Entiende todo sin entender, se frustra y la rabia le brinda algo que su boca no
puede compartir, algo que su memoria no puede aceptar. Su cabeza gira de un
lado para otro y así lo encuentran los bandidos: viendo pasar los segundos por
el aire; reconociendo que lo han traicionado, que algo lo ha traicionado. Lo
primero que le piden los delincuentes es el maletín negro que sostiene con
ahínco sorprendido. Duda. Dos armas de fuego apuntan hacia su cabeza y él se
aferra a la agarradera de su portafolio. Dice “por favor” con un tono que posee
un lamento bajo, como hecho por cortesía, por costumbre, pues logra reconocer
algo del pasado. Quiere sonreír pero no tiene la fuerza necesaria y nunca fue
partidario de la ironía. Uno de ellos grita que entregue el maletín y entonces
él recuerda la cartera. ¿Por qué no la ofrece? ¿Por qué no se la piden? Tal vez
porque eso no pasará pues ya pasó. Todas las incertidumbres se van apagando
frente a su mirada cuando alguien le grita otra vez que entregue el maletín.
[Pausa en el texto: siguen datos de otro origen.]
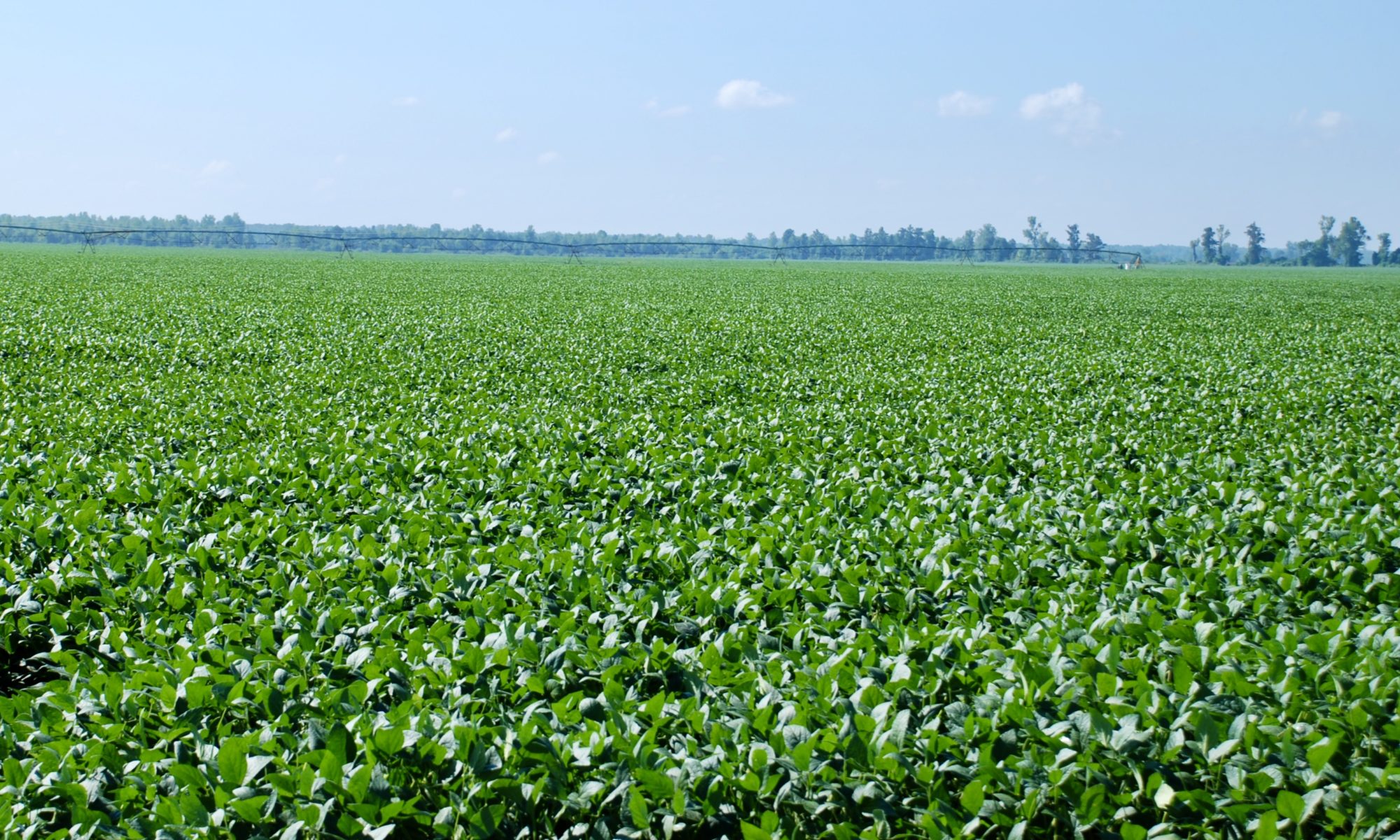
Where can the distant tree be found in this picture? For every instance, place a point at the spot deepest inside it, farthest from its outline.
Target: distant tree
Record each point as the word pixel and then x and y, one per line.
pixel 1320 251
pixel 986 243
pixel 1035 234
pixel 1350 243
pixel 1209 244
pixel 1094 246
pixel 1222 234
pixel 1255 253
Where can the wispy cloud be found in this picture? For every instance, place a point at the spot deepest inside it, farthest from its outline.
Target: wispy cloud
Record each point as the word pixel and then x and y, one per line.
pixel 1329 121
pixel 964 104
pixel 1069 110
pixel 1322 125
pixel 746 93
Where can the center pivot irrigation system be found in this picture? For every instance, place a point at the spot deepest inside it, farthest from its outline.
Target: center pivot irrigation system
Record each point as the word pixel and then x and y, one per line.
pixel 575 251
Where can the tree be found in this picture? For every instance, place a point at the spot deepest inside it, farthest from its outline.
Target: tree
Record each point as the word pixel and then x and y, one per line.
pixel 1209 244
pixel 1035 234
pixel 1320 251
pixel 1350 243
pixel 986 243
pixel 1255 253
pixel 1094 246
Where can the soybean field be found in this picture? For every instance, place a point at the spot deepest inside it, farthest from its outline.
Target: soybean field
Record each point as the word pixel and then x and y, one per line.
pixel 299 547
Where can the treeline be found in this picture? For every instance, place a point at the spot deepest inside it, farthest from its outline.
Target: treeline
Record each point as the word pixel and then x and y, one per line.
pixel 232 232
pixel 1346 247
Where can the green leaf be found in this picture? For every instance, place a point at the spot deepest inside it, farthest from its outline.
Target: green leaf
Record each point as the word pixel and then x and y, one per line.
pixel 972 797
pixel 638 806
pixel 752 832
pixel 233 764
pixel 1268 828
pixel 1321 754
pixel 1290 806
pixel 341 744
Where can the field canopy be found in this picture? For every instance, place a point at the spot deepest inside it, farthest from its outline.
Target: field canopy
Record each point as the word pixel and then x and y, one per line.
pixel 296 547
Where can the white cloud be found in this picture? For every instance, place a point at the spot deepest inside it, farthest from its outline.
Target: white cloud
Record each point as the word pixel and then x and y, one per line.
pixel 214 169
pixel 1326 124
pixel 964 104
pixel 1329 121
pixel 1069 111
pixel 746 93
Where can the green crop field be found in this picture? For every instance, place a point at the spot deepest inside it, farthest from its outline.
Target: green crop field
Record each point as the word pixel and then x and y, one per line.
pixel 296 547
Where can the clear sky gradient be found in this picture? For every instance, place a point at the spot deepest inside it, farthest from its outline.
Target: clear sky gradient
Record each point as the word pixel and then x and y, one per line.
pixel 1140 122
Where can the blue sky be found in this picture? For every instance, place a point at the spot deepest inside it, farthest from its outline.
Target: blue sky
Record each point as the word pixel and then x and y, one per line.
pixel 1142 122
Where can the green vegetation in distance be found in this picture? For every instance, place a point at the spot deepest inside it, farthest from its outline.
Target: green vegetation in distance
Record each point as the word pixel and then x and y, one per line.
pixel 402 548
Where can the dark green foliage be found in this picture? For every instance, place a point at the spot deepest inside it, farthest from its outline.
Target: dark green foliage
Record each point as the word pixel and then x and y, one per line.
pixel 300 547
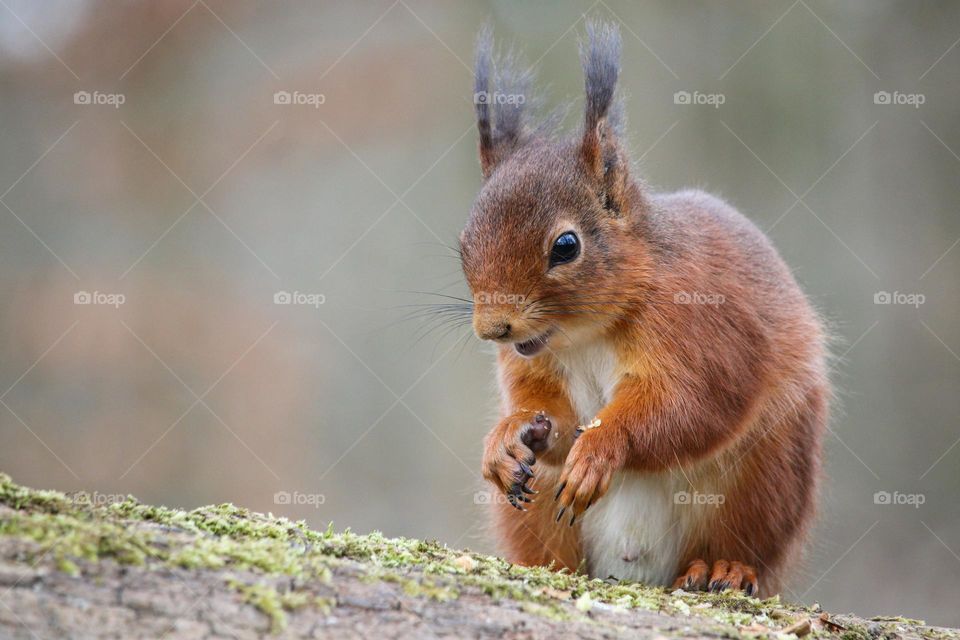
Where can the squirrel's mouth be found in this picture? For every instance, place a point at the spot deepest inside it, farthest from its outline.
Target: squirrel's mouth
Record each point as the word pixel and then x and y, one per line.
pixel 533 346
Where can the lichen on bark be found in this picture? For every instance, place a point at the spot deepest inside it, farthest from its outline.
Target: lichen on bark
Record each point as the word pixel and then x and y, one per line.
pixel 252 574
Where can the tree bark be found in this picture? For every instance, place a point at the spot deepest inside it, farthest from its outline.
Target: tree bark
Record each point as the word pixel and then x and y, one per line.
pixel 70 569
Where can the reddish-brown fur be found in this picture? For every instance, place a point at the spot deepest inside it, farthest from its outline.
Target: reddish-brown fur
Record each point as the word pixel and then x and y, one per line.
pixel 731 393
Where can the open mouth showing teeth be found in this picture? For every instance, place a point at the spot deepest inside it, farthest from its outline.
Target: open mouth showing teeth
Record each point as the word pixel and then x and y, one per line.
pixel 533 346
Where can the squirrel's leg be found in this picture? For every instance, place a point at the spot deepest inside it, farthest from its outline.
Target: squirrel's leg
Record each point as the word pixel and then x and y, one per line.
pixel 760 522
pixel 523 455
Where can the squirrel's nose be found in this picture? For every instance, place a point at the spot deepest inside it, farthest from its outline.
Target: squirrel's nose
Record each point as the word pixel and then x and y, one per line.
pixel 492 330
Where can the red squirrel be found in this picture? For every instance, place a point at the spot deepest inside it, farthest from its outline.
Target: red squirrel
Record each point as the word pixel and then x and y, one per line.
pixel 663 378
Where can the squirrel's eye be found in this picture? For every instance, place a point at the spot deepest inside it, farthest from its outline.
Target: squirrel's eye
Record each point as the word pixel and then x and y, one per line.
pixel 565 249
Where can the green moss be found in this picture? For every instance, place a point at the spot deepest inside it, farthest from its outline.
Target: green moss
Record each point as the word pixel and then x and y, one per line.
pixel 73 531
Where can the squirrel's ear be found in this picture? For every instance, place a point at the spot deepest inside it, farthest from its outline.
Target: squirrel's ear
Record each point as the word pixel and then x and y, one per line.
pixel 500 94
pixel 601 151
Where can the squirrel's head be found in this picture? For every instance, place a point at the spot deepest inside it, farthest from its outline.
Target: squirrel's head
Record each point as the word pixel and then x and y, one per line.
pixel 552 237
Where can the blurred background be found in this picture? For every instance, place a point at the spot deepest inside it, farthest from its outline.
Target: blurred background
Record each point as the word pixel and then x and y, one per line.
pixel 216 213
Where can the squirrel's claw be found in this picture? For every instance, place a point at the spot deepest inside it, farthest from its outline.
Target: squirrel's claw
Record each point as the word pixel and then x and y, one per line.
pixel 723 576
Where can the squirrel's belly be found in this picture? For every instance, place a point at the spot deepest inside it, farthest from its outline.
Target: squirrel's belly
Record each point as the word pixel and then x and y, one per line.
pixel 633 532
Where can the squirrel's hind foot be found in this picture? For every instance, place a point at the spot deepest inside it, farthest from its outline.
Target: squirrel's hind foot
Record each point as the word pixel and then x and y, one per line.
pixel 725 575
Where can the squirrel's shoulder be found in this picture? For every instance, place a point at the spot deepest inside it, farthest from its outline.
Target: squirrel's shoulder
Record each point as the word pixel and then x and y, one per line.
pixel 696 213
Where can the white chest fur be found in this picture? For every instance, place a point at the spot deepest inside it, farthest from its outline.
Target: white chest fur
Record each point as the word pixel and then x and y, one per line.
pixel 635 531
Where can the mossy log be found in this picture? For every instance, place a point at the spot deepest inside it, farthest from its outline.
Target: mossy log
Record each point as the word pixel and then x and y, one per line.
pixel 70 568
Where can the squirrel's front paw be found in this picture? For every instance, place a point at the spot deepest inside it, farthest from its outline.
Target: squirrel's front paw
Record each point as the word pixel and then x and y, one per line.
pixel 587 472
pixel 509 454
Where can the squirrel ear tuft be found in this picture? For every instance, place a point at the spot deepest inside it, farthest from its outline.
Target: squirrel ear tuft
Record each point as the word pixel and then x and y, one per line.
pixel 501 92
pixel 600 56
Inmediatamente se hace amigo de ese instante, de ese preciso soplo de vida y
reconoce todo lo anterior mas no lo que vendrá. Y en realidad no importa porque
algo dentro de sí le explicó que solamente fue parte de un juego en el que
fungió como remedio, como restauración. Se hace amigo de ese instante porque le
reconoce la importancia de existir. La importancia de que todo exista. Entonces
se escucha un disparo pero él ya no se ve caer a sí mismo sobre las baldosas y
en el medio del pasillo de una tienda donde venden galletas y donde a él le
gustaba ir a comprar café. En esa mañana tardía por confusa, tres ladrones
salen de un mini súper cual arma del destino en una ciudad norteña con un
portafolio y pocos miles de pesos como botín. Salen a la claridad del día,
donde los rayos solares resbalan con tranquilidad otra vez y las sirenas de las
patrullas y ambulancias cantan la canción de todos los días; cuando se piensa
que la vida sigue porque nadie sabe que a veces algo se quiebra y entonces las
cosas se tienen que reacomodar para que tiempo y espacio vuelvan a coincidir.
Nuestro protagonista, ya desde el piso, sobre un pequeño pero prometedor charco
de sangre, abre sus ojos un instante para dejar salir un último pensamiento:
que jamás le gustó interactuar con espejos, ecos ni recuerdos.